Por ello, estimo que la responsabilidad civil sólo debe encargarse de reparar o resarcir el daño […] (Chang Hernández 2013, 181)
[…] la responsabilidad extracontractual tiene una función reparativa antes que punitiva o vindicativa. El castigo de las conductas socialmente indeseables –que es un fin público– se aplica a través de sanciones penales o administrativas (multas, inhabilitaciones, retiro de la licencia de conducir, etc.).
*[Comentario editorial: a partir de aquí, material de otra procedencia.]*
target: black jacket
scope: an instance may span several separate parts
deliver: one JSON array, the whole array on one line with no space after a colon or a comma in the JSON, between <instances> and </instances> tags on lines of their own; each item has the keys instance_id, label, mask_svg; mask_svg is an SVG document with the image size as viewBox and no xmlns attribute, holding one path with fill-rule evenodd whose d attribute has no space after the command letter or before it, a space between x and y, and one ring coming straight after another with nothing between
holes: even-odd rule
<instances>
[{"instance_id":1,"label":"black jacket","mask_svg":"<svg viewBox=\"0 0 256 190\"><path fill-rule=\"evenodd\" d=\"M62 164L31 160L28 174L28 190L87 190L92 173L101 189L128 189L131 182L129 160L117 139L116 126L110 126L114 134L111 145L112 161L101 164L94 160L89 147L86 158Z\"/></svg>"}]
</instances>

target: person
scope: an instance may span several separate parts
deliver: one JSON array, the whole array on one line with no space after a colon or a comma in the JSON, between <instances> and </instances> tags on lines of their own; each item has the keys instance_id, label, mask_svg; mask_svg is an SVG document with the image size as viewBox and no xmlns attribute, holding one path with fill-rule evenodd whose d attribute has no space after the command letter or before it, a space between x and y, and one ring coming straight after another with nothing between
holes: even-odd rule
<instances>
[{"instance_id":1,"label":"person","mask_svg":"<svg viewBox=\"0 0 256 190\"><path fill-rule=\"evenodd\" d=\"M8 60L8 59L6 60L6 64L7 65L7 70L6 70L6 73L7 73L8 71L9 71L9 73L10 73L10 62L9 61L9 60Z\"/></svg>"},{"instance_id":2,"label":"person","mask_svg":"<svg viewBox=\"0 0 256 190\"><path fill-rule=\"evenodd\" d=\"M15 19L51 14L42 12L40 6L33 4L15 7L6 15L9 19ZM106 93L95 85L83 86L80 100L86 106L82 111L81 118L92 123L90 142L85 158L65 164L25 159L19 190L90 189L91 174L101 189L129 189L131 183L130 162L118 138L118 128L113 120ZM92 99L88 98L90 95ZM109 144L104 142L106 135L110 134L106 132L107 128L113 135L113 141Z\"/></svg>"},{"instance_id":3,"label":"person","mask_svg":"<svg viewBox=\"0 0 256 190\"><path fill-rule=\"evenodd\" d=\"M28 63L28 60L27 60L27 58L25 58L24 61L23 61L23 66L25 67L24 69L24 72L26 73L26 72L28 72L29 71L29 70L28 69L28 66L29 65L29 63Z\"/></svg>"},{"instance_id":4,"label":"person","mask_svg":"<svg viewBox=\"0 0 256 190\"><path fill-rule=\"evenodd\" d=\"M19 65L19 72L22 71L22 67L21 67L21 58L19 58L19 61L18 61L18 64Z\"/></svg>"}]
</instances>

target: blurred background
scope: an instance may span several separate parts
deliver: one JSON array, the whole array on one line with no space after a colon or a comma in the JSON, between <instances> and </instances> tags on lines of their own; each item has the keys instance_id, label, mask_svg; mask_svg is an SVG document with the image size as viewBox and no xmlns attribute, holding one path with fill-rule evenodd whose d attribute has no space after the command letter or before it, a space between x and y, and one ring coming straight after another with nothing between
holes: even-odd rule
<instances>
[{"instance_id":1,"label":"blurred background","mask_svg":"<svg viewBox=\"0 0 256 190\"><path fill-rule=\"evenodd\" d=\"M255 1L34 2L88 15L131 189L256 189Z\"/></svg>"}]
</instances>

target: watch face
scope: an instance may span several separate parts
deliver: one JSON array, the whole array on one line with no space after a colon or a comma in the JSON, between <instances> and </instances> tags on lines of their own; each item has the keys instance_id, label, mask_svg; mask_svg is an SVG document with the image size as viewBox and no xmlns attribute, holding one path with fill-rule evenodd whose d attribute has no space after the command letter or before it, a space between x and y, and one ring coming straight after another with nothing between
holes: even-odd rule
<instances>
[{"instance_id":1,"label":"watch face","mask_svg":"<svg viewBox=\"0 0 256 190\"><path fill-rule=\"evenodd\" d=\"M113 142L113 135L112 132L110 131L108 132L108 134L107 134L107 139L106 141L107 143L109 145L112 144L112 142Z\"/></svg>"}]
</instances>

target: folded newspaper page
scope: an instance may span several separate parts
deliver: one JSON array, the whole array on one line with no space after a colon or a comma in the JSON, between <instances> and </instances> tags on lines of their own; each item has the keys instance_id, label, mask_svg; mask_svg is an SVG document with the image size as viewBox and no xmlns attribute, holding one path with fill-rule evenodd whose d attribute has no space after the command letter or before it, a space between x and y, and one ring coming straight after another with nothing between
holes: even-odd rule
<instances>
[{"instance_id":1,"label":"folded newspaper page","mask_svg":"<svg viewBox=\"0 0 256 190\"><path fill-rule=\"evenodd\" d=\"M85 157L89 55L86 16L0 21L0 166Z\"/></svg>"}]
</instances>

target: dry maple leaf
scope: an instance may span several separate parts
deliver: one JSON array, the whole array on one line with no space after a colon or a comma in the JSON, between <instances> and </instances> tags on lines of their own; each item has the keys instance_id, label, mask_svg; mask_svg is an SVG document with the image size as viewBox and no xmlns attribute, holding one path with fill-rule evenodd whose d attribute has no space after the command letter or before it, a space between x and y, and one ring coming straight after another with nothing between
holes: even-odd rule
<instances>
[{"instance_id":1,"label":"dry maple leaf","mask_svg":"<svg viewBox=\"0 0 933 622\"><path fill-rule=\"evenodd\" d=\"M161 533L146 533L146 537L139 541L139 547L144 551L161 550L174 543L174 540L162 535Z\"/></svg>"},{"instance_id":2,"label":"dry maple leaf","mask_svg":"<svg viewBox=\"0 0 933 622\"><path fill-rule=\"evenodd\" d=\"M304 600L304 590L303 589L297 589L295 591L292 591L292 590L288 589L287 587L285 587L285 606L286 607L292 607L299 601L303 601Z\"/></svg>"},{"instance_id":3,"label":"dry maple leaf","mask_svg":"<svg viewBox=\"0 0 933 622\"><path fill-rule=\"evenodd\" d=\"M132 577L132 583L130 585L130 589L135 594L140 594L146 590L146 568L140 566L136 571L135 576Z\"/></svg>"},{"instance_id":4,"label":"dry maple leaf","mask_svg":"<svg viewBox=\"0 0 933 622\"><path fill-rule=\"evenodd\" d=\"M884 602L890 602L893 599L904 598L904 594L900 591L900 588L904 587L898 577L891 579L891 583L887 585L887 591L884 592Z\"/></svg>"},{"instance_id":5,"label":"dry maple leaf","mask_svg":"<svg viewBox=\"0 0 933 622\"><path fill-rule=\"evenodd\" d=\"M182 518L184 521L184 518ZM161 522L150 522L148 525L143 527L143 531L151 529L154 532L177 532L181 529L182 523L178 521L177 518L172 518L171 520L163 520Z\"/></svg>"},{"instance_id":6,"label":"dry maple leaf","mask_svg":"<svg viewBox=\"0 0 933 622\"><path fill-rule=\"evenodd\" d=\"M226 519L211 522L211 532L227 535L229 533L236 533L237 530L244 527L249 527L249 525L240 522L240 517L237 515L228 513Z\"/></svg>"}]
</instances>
El Derecho Civil, en tanto que Derecho Privado, cautela más bien los intereses de las personas, por lo que, en materia de responsabilidad extracontractual, busca que la víctima no se encuentre desamparada: su preocupación central no está en el culpable ni en la falta, sino en la víctima y en el daño. (de Trazegnies Granda 2016, 16).
[…] es importante que se establezca claramente la línea de frontera entre la pena privada y la tutela resarcitoria: (i) la primera, como su nombre lo indica, está pensada para fijar un sanción de índole civil a un comportamiento que el ordenamiento reprueba y debe desincentivar; la segunda, está destinada a satisfacer un interés lesionado por el daño; (ii) la primera, se activa entonces con absoluta presidencia del elemento «daño» […], pues su única atención gira o debe girar en torno a la conducta contraria a derecho que se quiere sancionar y desincentivar; la segunda no puede activarse sino en presencia del daño resarcible y de todos sus elementos conformantes (Fernández Cruz 2017, 32)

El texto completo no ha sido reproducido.